Testing Distributed Systems with AI Agents: A Claim-Driven Approach
Testing distributed systems is notoriously difficult. The standard approach—writing a handful of integration tests and hoping for the best—rarely catches the bugs that actually cause production outages: partial network partitions, non-deterministic concurrency, and complex crash-recovery scenarios.
To address this, a new framework has emerged that leverages AI coding agents (such as Claude Code, Cursor, or Gemini) to implement a rigorous, opinionated workflow for distributed systems testing. By providing agents with specific "skills" in the form of Markdown files, developers can automate the design and execution of tests that are grounded in formal claims rather than simple setup scripts.
Moving from Test-Driven to Claim-Driven Testing
The core philosophy of this approach is a shift from test-driven development to claim-driven testing. In traditional testing, a test is often named after its setup (e.g., test_network_partition_node_1). Over time, these tests are often weakened or "watered down" as the system evolves.
In a claim-driven model, every scenario is designed to falsify a specific product claim. For example, instead of a generic partition test, a scenario might be named linearizable_append_under_partition, specifically targeting the claim: "Every acknowledged append is durable and linearizable."
As noted by community members, this framing makes tests harder to weaken because the goal is explicitly tied to a business or technical invariant. This is particularly critical for stateful systems where invariants like idempotent posting and "no lost acknowledgments" are the primary measures of correctness.
The AI Agent Workflow: Design and Execution
The framework splits the testing process into two distinct AI agent skills: Designing and Executing.

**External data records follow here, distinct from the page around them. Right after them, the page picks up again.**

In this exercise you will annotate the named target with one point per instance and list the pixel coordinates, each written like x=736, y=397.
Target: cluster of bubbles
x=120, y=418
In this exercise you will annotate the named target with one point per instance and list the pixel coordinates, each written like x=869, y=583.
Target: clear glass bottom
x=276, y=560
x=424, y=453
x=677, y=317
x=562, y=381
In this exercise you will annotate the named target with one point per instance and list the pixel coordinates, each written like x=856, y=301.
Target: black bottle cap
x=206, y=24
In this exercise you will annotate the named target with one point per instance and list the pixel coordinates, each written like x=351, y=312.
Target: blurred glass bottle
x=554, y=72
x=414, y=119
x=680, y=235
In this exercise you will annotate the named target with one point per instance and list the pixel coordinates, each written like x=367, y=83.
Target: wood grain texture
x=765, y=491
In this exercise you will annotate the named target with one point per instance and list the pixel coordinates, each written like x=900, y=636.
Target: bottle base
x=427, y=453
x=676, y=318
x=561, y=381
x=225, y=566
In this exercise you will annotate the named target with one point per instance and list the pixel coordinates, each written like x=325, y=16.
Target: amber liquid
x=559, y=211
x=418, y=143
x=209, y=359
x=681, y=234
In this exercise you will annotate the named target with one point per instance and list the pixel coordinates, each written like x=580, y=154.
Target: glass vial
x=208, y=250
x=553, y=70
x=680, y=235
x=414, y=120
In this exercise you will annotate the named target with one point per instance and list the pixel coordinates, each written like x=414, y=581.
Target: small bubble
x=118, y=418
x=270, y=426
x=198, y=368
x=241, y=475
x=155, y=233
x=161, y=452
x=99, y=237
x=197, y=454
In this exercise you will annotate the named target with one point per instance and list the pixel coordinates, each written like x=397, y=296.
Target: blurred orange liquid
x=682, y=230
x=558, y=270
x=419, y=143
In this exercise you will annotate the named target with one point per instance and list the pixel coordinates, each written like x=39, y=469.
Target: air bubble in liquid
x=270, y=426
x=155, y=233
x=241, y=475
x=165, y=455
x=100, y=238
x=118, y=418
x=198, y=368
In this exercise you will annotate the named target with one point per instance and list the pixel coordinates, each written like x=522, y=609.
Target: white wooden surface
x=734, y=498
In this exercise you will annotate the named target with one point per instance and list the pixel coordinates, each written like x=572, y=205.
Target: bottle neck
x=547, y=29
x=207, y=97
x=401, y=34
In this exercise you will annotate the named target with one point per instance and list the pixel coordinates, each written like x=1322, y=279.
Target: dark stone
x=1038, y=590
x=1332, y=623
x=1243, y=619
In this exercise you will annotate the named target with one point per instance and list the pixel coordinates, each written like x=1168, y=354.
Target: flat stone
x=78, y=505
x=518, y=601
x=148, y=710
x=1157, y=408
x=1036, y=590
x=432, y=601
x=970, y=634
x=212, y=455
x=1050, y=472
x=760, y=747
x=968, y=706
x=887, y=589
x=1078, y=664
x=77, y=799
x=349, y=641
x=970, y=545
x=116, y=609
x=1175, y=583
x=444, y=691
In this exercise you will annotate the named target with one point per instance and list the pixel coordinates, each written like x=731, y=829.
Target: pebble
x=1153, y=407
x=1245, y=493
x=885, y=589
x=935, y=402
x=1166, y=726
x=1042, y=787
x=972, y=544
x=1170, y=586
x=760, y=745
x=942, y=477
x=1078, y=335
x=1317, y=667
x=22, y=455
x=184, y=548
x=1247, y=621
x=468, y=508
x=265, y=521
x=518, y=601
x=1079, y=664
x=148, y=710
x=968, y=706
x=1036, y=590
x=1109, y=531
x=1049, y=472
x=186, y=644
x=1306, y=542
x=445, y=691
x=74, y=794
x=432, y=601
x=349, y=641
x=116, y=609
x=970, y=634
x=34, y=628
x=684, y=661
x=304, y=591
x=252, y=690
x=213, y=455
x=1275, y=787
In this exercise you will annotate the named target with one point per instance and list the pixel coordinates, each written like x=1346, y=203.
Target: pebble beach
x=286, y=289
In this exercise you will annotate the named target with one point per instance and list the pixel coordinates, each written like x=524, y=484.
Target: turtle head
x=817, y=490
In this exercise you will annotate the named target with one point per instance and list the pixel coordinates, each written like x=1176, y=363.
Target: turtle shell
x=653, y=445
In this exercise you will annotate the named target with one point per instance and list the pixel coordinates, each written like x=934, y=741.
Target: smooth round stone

1. Designing Distributed System Tests
The design skill transforms the codebase and product documentation into a structured Markdown test plan. This process involves:
- Extracting Claims: Identifying what the product promises to the user.
- Hypothesis Generation: Creating failure-mode hypotheses tied to those claims.
- Coverage Matrix: Mapping claims against hypotheses to ensure no critical failure mode is ignored.
- Technique Selection: Choosing the right testing methodology from a curated catalog (e.g., Jepsen-style linearizability checking, deterministic simulation, or formal methods like TLA+).
- Adequacy Argument: Providing a formal argument for why the chosen scenarios are sufficient to ship the product, along with a list of residual uncertainties.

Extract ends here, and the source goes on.